Corridors of power: Creative Solutions?

Two theater productions with political angles have set the stage for protest.

puppet Jerusalem 521 (photo credit: Tzaphira Stern)
puppet Jerusalem 521
(photo credit: Tzaphira Stern)
Art and politics are not necessarily opponents, but they do, quite often, create some delicate situations. Such has occurred in two cases in Jerusalem, in which politicians who are not specifically experts in theater are possibly making use of events to promote their political agenda.
Last week, Public Security Minister Yitzhak Aharonovitch ordered the cancellation of a puppet festival for children scheduled to take place in east Jerusalem. This was because of its planned location in El-Hakawati Palestinian National Theater, which has been outlawed from holding any activity due to its owners’ use of it for political assemblies linked to the Hamas movement.
One may ask why the organizers, who probably knew about the status of the theater, decided to hold the festival there. The answer was that there was no other venue in east Jerusalem suitable for such an event.
The news quickly reached the right people on the western side of the capital, and a call to protest and express solidarity with all the parties involved – the theater, organizers and children who would miss out on the activity during their summer vacation – was launched through Facebook. Meretz’s representatives – albeit in the middle of their own drama, due to the decision to cancel the results of the recent party primary – came to demonstrate earlier this week.

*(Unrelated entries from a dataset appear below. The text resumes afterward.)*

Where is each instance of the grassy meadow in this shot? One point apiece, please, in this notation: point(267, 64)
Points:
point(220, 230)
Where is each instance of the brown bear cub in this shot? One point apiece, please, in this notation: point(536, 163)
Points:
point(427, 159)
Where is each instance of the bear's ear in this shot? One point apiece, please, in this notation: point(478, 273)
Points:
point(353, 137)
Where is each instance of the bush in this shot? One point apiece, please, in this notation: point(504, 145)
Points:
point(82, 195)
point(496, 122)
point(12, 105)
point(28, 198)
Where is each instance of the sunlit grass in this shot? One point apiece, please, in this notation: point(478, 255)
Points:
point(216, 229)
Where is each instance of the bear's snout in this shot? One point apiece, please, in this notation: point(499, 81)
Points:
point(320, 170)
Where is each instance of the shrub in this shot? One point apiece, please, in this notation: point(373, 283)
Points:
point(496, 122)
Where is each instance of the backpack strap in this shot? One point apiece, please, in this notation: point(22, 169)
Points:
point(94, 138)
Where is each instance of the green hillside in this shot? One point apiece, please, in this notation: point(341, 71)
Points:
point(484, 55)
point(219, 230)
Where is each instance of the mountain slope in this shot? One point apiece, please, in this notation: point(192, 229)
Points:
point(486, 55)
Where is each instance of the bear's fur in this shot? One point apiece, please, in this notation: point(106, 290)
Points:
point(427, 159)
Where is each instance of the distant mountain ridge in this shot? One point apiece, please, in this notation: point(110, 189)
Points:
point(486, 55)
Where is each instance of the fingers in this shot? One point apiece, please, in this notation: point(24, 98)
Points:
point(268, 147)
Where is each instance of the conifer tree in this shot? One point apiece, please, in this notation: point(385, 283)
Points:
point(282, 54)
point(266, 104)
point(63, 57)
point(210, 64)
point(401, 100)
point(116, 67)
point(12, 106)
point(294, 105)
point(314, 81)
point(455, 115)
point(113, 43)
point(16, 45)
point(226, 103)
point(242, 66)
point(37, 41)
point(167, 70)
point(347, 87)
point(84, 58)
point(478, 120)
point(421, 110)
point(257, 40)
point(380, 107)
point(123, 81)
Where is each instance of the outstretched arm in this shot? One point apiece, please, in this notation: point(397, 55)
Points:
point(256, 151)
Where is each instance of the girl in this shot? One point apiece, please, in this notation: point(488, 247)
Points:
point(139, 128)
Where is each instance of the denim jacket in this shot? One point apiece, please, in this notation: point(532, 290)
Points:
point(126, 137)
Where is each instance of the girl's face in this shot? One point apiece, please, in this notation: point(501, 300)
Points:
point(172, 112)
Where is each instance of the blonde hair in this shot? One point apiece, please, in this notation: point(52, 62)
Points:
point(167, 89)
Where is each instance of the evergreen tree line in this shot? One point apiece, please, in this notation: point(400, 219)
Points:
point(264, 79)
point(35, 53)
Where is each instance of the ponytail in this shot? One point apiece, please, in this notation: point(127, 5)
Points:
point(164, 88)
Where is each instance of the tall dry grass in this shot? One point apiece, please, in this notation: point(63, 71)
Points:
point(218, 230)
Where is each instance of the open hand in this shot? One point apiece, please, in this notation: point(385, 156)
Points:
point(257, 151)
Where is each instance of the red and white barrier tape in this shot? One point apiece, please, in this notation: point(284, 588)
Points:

Former deputy mayor Pepe Alalu, until last week a defeated candidate on his way to retirement and now perhaps back in business, even sent an urgent protest letter to Mayor Nir Barkat that he shared with the media. In it, Alalu hinted that since the public security minister apparently didn’t bother to announce his decision beforehand, the mayor and the city were humiliated and should request compensation.
The festival is still frozen but thankfully, another scandal involving the arts has come up that will divert attention from the puppet-show affair. The Khan Theater, Jerusalem’s only repertory theater, last week announced a new play, My Name is Rachel Corrie, about the left-wing American activist who was killed by an IDF bulldozer in the Gaza Strip, in what her parents and friends claim was a deliberate action but which the courts ruled was an accident.
With controversy is still surrounding the issue, the questions that this new show raised have been largely political. Deputy Mayor David Hadari announced Sunday that he would vote against the renewal of the NIS 900,000 allocation to the Khan Theater at the upcoming city council meeting, because of the decision to run the play. At the head of the committee stands Shlomo Rosenstein of United Torah Judaism, who is not a great fan of secular theater himself. In a phone call Sunday afternoon, Hadari didn’t hide his expectation that Rosenstein would follow his lead – which might lead to a total dissolution of the Khan’s budget and activity.
Asked why would he mix his political opinions with the right of residents to have a professional theater company in the city, Hadari admitted this would be a problem, but nevertheless insisted that he could not in good conscience vote in favor of an institution that would provide a stage for Israel-bashing.
In fact at this week’s city council meeting, Hadari was absent and the funding for the Khan was approved. And, it turns out, though My Name is Rachel Corrie is playing at the Khan, it is being staged by Hazira Interdisciplinary Theater.
Hadari indeed holds right-wing views, but is also at the moment struggling to hold on to his position as head of Bayit Yehudi’s city council list –which has been impacted by the fact that he is far from being in party leader Naftali Bennett’s inner circle. Fighting fiercely against the Khan’s subversive program might help him in this endeavor.